You can try to use ifconfig instead...

Add the following to rc.local

$> ifconfig wlan0 down

If you suspend/hibernate your computer the you will have to add the same to the suspend process as well.

Create a file by

$> sudo nano /etc/pm/sleep.d/20_custom_wlan0

add the following to the file.

# Script to disable wlan0 before suspend and restart after wake.
case "${1}" in
                echo suspending wlan0
               echo Resuming wlan0 - shutting down wlan0
               ifconfig wlan0 down

save the file and make sure is executable by

$> sudo nano /etc/pm/sleep.d/20_custom_wlan0

That should do the trick.

By the way the name of the filename doesn't matter so much except it must start with something below 60 as number decide where in the process the file is run. And some system have 60 staring the network card after suspend. Look in the /etc/pm-suspend.log file.
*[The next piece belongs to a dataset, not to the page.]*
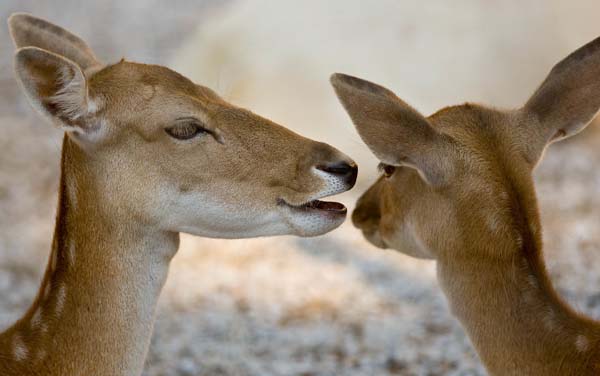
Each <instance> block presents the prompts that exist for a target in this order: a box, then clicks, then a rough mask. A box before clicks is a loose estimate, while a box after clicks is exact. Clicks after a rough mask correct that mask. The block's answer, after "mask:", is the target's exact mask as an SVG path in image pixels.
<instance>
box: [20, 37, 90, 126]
mask: <svg viewBox="0 0 600 376" xmlns="http://www.w3.org/2000/svg"><path fill="white" fill-rule="evenodd" d="M14 60H15V62H14V65H15V72H16V76H17V80H18V81H19V83H20V85H21V87H22V88H23V91H24V92H25V94H26V96H27V98H28V99H29V102H30V103H31V104H32V105H33V107H34V108H35V109H36V110H37V111H38V112H40V113H41V114H42V115H44V116H45V117H46V118H49V119H50V120H51V121H52V122H53V123H55V124H56V125H58V126H60V127H63V128H67V130H73V129H80V118H81V117H83V116H84V115H86V114H87V108H88V105H87V102H88V86H87V82H86V79H85V75H84V74H83V72H82V71H81V69H80V68H79V66H78V65H77V64H75V63H74V62H72V61H70V60H68V59H66V58H64V57H62V56H59V55H57V54H54V53H52V52H49V51H45V50H42V49H40V48H36V47H25V48H21V49H19V50H18V51H17V52H16V54H15V59H14Z"/></svg>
  • I think that circumvents to inform the network manager applet about the state of wlan0 (at least, if i try that on the console now: sudo ifconfig wlan0 down), so the nm-applet will still show, that you are connected, although you are not – rubo77 Jul 1 '14 at 19:27
  • lets discuss this in chat: chat.stackexchange.com/rooms/15479/… – rubo77 Jul 1 '14 at 19:35

I solved it with this quite "hacky" solution: a sleep 10 delay: It seems like in Ubuntu 14.04 you need to wait some seconds before you disable wifi in /etc/rc.local.

Use this instead:

sudo nano /etc/rc.local

Use the arrow keys / page up/down keys to navigate to the line before exit 0 and add /bin/sleep 10 && rfkill block wifi, so that the file will look like this:

# By default, this script does nothing

/bin/sleep 10 && rfkill block wifi

exit 0

The other solution above suppose to be the cleaner one, but that one doesn't always work...


I solved it (on my Lenovo Yoga 2 Pro) with this solution instead: edit the file

sudo nano /etc/rc.local

and add two lines, so that the file will look like this:

# By default, this script does nothing

# disable wifi:
sed s/^WirelessEnabled=true/WirelessEnabled=false/ -i /var/lib/NetworkManager/NetworkManager.state
rfkill block wifi

exit 0

Note: If you only add the first sed line, it doesn't always work: every now and then my laptop unexpectedly booted with wifi enabled agian, but with both commands it works.